Depuis son entrée en vigueur le 1er mai 2026, la mesure chinoise de « zéro droit de douane » pour 53 pays africains, dont la Côte d’Ivoire, s’impose comme un tournant majeur dans les relations économiques sino-africaines. Une avancée qui suscite à la fois espoir et interrogations pour les acteurs ivoiriens.
Pour le Dr Randolphe G. Kichiedou, agroéconomiste, cette décision marque un changement stratégique : la Chine affiche clairement sa volonté de faciliter l’accès des produits africains à son marché tout en réduisant progressivement les déséquilibres persistants dans les échanges commerciaux entre les deux continents.
Un pas décisif vers un commerce plus équilibré
Le commerce sino-africain a atteint des sommets en 2025, avec un volume total de 348 milliards de dollars. Pourtant, cette dynamique reste marquée par une forte asymétrie : l’Afrique exporte principalement des matières premières, tandis que la Chine domine les exportations de produits manufacturés à haute valeur ajoutée.
La suppression des droits de douane par Pékin vise précisément à corriger cette situation. En éliminant les barrières tarifaires, la Chine crée un contexte plus compétitif pour les produits africains. Mais cette opportunité ne portera ses fruits qu’à condition que les économies africaines soient prêtes à en tirer pleinement parti.
La Côte d’Ivoire en première ligne
Avec un volume d’échanges dépassant les 5 milliards de dollars en 2024, la Côte d’Ivoire est le premier partenaire commercial de la Chine en Afrique de l’Ouest. La nouvelle politique douanière chinoise représente donc un avantage supplémentaire pour les exportateurs ivoiriens : elle pourrait stimuler les ventes, renforcer les recettes en devises et favoriser la diversification des marchés.
L’impact le plus structurant pourrait cependant se situer ailleurs : dans la transformation locale et l’industrialisation. L’accès élargi au marché chinois pourrait attirer de nouveaux investissements dans les secteurs productifs, notamment l’agro-industrie. Il pourrait aussi encourager la création d’unités de transformation, renforcer les chaînes de valeur et générer des emplois durables.
Les secteurs clés à exploiter
Plusieurs filières ivoiriennes présentent un potentiel exceptionnel, selon l’expert :
- Le cacao : premier producteur mondial, la Côte d’Ivoire pourrait exporter davantage de produits transformés (beurre de cacao, poudre, chocolat) pour capter une part plus importante de la valeur ajoutée.

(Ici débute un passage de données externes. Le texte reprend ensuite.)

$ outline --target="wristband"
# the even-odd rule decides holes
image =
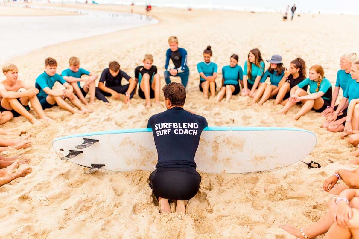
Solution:
[[[348,204],[349,204],[349,201],[348,201],[348,199],[345,198],[345,197],[334,197],[333,199],[333,200],[335,201],[335,203],[337,204],[338,202],[341,201],[345,201]]]
[[[338,178],[338,180],[341,179],[341,178],[340,177],[340,175],[339,175],[337,173],[334,173],[334,175],[335,175],[337,178]]]

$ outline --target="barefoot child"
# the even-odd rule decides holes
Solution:
[[[43,109],[58,105],[61,108],[73,114],[84,114],[92,112],[85,108],[79,99],[73,92],[73,88],[62,77],[56,73],[57,62],[55,59],[49,57],[45,60],[45,71],[36,78],[35,87],[39,92],[37,97]],[[55,82],[58,81],[64,85],[65,90],[52,90]],[[67,98],[79,110],[73,108],[65,101]]]
[[[238,63],[238,56],[233,54],[229,59],[229,65],[222,68],[222,87],[217,95],[217,101],[220,102],[225,95],[226,102],[229,103],[232,95],[241,91],[239,81],[243,79],[243,71]]]
[[[211,96],[214,97],[217,88],[215,81],[218,67],[215,63],[211,62],[211,46],[209,46],[203,52],[204,61],[197,64],[197,70],[200,74],[200,90],[203,92],[205,99],[208,99],[209,89]]]
[[[30,109],[29,102],[31,106],[42,119],[50,120],[45,114],[36,94],[38,90],[30,86],[23,81],[18,79],[17,67],[13,64],[7,64],[3,67],[3,72],[6,79],[0,82],[0,96],[1,107],[8,110],[14,111],[15,115],[21,115],[27,119],[32,124],[37,122],[33,115],[29,113]],[[26,90],[18,92],[24,88]]]
[[[153,66],[153,57],[146,54],[143,59],[143,66],[140,66],[135,69],[135,78],[136,85],[140,84],[138,95],[146,100],[146,107],[151,107],[151,99],[155,98],[155,103],[159,104],[159,89],[160,81],[157,73],[157,67]]]
[[[96,91],[95,81],[97,78],[98,76],[84,69],[80,68],[80,60],[77,57],[71,57],[70,58],[69,63],[69,68],[62,71],[61,73],[64,80],[71,84],[74,88],[75,94],[85,105],[88,105],[85,97],[89,91],[90,104],[93,104],[95,102]],[[81,76],[84,75],[89,76],[90,77],[81,80]],[[80,84],[80,81],[84,81],[85,82],[83,87],[81,87]]]
[[[309,94],[302,89],[308,85],[310,92]],[[301,101],[303,106],[294,117],[297,120],[311,110],[321,113],[330,105],[331,99],[331,83],[324,77],[323,68],[319,65],[314,65],[309,70],[309,78],[290,90],[290,97],[280,113],[285,114],[296,103]]]

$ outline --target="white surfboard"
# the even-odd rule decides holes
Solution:
[[[302,159],[316,141],[313,133],[300,129],[208,127],[201,135],[195,161],[197,170],[207,173],[272,169]],[[158,159],[149,128],[70,135],[55,139],[52,145],[63,160],[119,172],[152,171]]]

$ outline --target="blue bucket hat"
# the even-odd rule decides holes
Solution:
[[[274,64],[280,64],[282,63],[282,57],[279,55],[273,55],[270,60],[266,60],[267,61]]]

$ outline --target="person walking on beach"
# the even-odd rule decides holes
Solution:
[[[292,18],[291,20],[293,20],[293,17],[294,16],[294,13],[297,10],[297,7],[295,6],[295,4],[294,4],[294,5],[292,6],[292,8],[290,9],[290,10],[292,12]]]
[[[169,49],[166,53],[166,64],[164,68],[164,79],[168,85],[171,82],[170,76],[179,76],[181,82],[186,88],[190,77],[190,69],[187,66],[187,52],[183,48],[178,47],[178,39],[176,37],[170,37],[168,38]],[[169,59],[174,65],[174,68],[169,68]]]
[[[162,89],[167,110],[151,116],[147,127],[152,129],[158,158],[149,184],[158,200],[160,212],[171,212],[169,199],[177,200],[176,212],[185,213],[185,202],[194,197],[201,178],[196,171],[195,155],[202,130],[208,126],[202,116],[183,108],[186,89],[172,82]]]

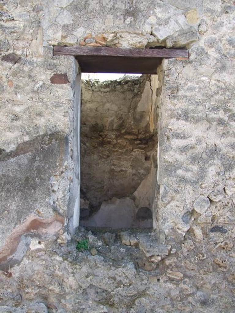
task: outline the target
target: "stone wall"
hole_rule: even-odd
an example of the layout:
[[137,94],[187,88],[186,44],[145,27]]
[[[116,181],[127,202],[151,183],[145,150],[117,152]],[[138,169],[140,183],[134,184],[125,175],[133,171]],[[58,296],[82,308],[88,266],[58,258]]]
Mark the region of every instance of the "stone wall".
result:
[[[1,1],[2,311],[234,311],[235,11],[231,0]],[[160,260],[146,245],[144,269],[125,255],[108,265],[98,242],[75,265],[74,250],[65,260],[47,245],[64,246],[79,218],[79,71],[53,46],[84,39],[190,49],[159,69],[154,222],[171,248]]]
[[80,225],[151,226],[144,213],[151,218],[156,187],[157,118],[152,90],[158,79],[143,75],[82,84]]

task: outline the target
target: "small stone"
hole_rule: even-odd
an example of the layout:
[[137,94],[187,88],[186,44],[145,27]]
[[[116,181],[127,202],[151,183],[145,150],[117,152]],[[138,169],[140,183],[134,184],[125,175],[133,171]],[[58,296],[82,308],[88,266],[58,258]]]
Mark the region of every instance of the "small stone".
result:
[[87,46],[89,46],[90,47],[102,47],[101,44],[97,44],[96,42],[92,42],[90,44],[88,44]]
[[65,8],[71,3],[73,0],[54,0],[53,4],[60,8]]
[[120,235],[122,240],[122,244],[126,246],[130,246],[130,235],[128,232],[121,232]]
[[212,191],[208,195],[208,198],[212,201],[218,202],[223,198],[224,192],[222,188],[218,188]]
[[203,239],[203,235],[200,227],[193,226],[192,228],[196,239],[196,241],[201,241]]
[[14,16],[14,19],[15,21],[27,21],[30,18],[30,16],[27,12],[22,12],[16,14]]
[[101,41],[99,40],[96,40],[96,42],[97,44],[100,44],[101,46],[102,46],[103,47],[105,47],[105,46],[106,45],[106,43],[104,41]]
[[102,239],[104,244],[107,246],[111,247],[113,245],[116,237],[115,234],[106,233],[102,236]]
[[0,19],[3,21],[11,21],[13,19],[13,17],[7,12],[0,11]]
[[194,201],[193,207],[196,212],[202,214],[206,212],[210,204],[210,200],[207,197],[200,196]]
[[12,80],[8,80],[7,84],[10,88],[13,87],[14,84]]
[[214,262],[220,267],[226,269],[228,267],[227,260],[222,258],[217,258],[214,260]]
[[170,278],[177,280],[180,280],[184,277],[184,275],[180,272],[169,271],[167,273],[166,275]]
[[136,246],[138,241],[134,236],[130,235],[128,231],[122,232],[120,233],[122,244],[126,246]]
[[85,42],[87,44],[91,44],[92,42],[95,42],[95,41],[96,41],[94,38],[87,38],[85,40]]
[[89,34],[88,34],[85,37],[84,37],[84,39],[83,40],[84,41],[86,41],[87,39],[88,39],[89,38],[92,38],[92,35],[90,33]]
[[200,252],[197,256],[199,260],[205,260],[206,259],[206,255],[203,252]]
[[91,255],[96,255],[98,253],[98,251],[95,248],[91,248],[90,250]]
[[196,8],[192,9],[185,13],[185,17],[189,24],[191,25],[196,24],[199,20],[198,12]]
[[55,21],[60,25],[67,25],[73,23],[73,17],[67,10],[61,11]]
[[50,79],[52,84],[61,85],[68,84],[69,83],[67,74],[54,74]]
[[139,246],[147,258],[167,255],[171,246],[159,243],[155,234],[141,234],[139,236]]
[[154,263],[158,263],[162,259],[160,256],[158,255],[153,255],[153,256],[150,257],[149,258],[149,259],[151,262],[154,262]]
[[1,60],[6,62],[9,62],[14,64],[15,64],[20,59],[20,57],[19,57],[15,53],[10,53],[6,55],[4,55],[2,58]]
[[198,33],[200,35],[203,35],[208,29],[208,26],[206,22],[204,19],[202,20],[198,26]]
[[210,230],[211,233],[222,233],[225,234],[227,230],[222,226],[218,226],[216,225],[211,228]]

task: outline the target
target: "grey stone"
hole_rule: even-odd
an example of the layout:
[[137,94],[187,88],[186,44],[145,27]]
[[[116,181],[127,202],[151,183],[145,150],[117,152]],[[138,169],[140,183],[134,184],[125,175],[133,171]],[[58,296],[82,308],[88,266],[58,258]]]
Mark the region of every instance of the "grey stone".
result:
[[0,39],[0,50],[6,52],[10,47],[11,46],[7,39]]
[[113,229],[129,228],[134,220],[136,207],[128,198],[113,198],[104,202],[97,212],[87,219],[81,221],[85,226],[110,227]]
[[196,30],[194,27],[191,27],[185,30],[179,30],[168,38],[166,40],[166,47],[171,48],[172,47],[180,48],[187,46],[199,38]]
[[222,188],[218,188],[213,190],[208,195],[208,198],[212,201],[218,202],[224,196],[224,192]]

- L’anacarde : déjà leader mondial en production de noix brutes, le pays doit désormais développer sa transformation industrielle pour monter en gamme.
- Le café : sa consommation explose en Chine, offrant une opportunité majeure pour les producteurs ivoiriens.
- Les fruits tropicaux et produits agroalimentaires : ces produits, très demandés en Chine, pourraient voir leur part de marché s’élargir significativement.
Les défis à relever pour concrétiser l’opportunité
Le marché chinois, l’un des plus exigeants au monde, impose des normes strictes en matière de qualité, de sécurité sanitaire et de traçabilité. Pour les entreprises ivoiriennes, cela signifie une montée en gamme obligatoire : conformité aux normes sanitaires et phytosanitaires, certifications internationales, amélioration du conditionnement, organisation logistique optimisée et maîtrise de la chaîne du froid.
Sans ces prérequis, l’avantage du « zéro droit de douane » resterait théorique et sans impact réel sur l’économie ivoirienne.
Une stratégie nationale s’impose
Les préférences tarifaires ne suffisent pas à elles seules à transformer une économie. La Côte d’Ivoire doit inscrire cette opportunité dans une stratégie globale de développement. Cela implique une action coordonnée entre les pouvoirs publics et le secteur privé autour d’objectifs clairs :
- Améliorer la compétitivité des entreprises exportatrices
- Faciliter l’accès aux normes et certifications
- Renforcer les infrastructures logistiques
- Soutenir la transformation agro-industrielle
- Accompagner les PME dans leur accès au marché chinois
Transformer l’essai : un impératif économique
La politique chinoise de « zéro droit de douane » représente une opportunité historique pour la Côte d’Ivoire. Mais son succès dépendra de la capacité du pays à exploiter pleinement cette ouverture.
L’enjeu dépasse désormais la simple question des exportations : il s’agit d’accélérer la transformation structurelle de l’économie ivoirienne. L’objectif ? Passer d’une économie basée sur l’exportation de matières premières à une économie de production et de transformation à forte valeur ajoutée.
« La fenêtre est ouverte. À la Côte d’Ivoire désormais de la franchir avec ambition, méthode et détermination », conclut l’expert.